Does Lulu get the drugs off the streets? Does he finally get the funding that he wants? Does his personally life collide with his cop life? These are all questions that Tavernier answers with small, seemingly insignificant scenes. There is a perfect ending scene that resonates within my mind between Lulu and his prostitute sideline. It demonstrates the quality of Lulu's work, and summarizes this film in a small 10-minute scene. That seems to be Tavernier's trademark with this film. A full range of quality small scenes that tie our characters together. Individually, this is a rather bland film difficult to begin and even longer to finish with nearly 2 ½ hours of play time, but intertwined, these scenes speak about the Parisian police force. "L.627" is a film that resonates within the mind. Oddly, I recently finished watching "La Haine" for the first time, and could argue that this is Tavernier's counter-discussion. Here, he shows why there may be police racism, why the law uses brutality, and why frustration between officers reigns supreme. Kassovitz's film gives us the counter-point, the view from the poverty on the streets.

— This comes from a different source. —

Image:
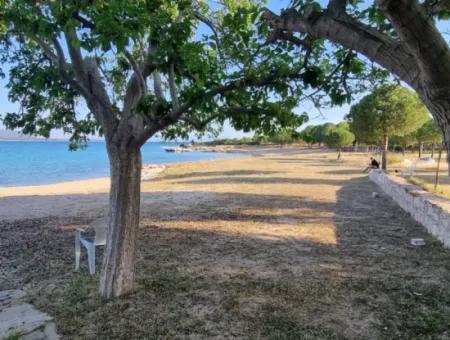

Overall, does "L.627" demand repeat viewing? Is it wronged not to have a DVD release? These are all important questions, but the answer is not readily available. "L.627" demonstrates powerful acting, documentary-esquire camera work, and a chilling theme, but the honesty lies within Tavernier's storytelling. While Lulu is our central character, this isn't a story about him. We don't have an emotional roller-coaster of a film where our hero redeems himself at the end. This isn't a Hollywood movie. In "L.627" social commentary is king, and we, as outsiders looking in, must just absorb the honest nature of the film. It is a tale of good corruption, hard working individuals, and the hardships of control. This will not be a film for everyone, but those privy enough to catch a viewing of this film will be impressed by every element of this film. From the filming to the unequivocal truths, "L.627" is a film to absorb. I am just sorry that I didn't see this film sooner.
Always remember, instead of WWVMD? (aka What Would Vic Mackey Do?) try thinking of WWLD? (aka What Would Lulu Do?).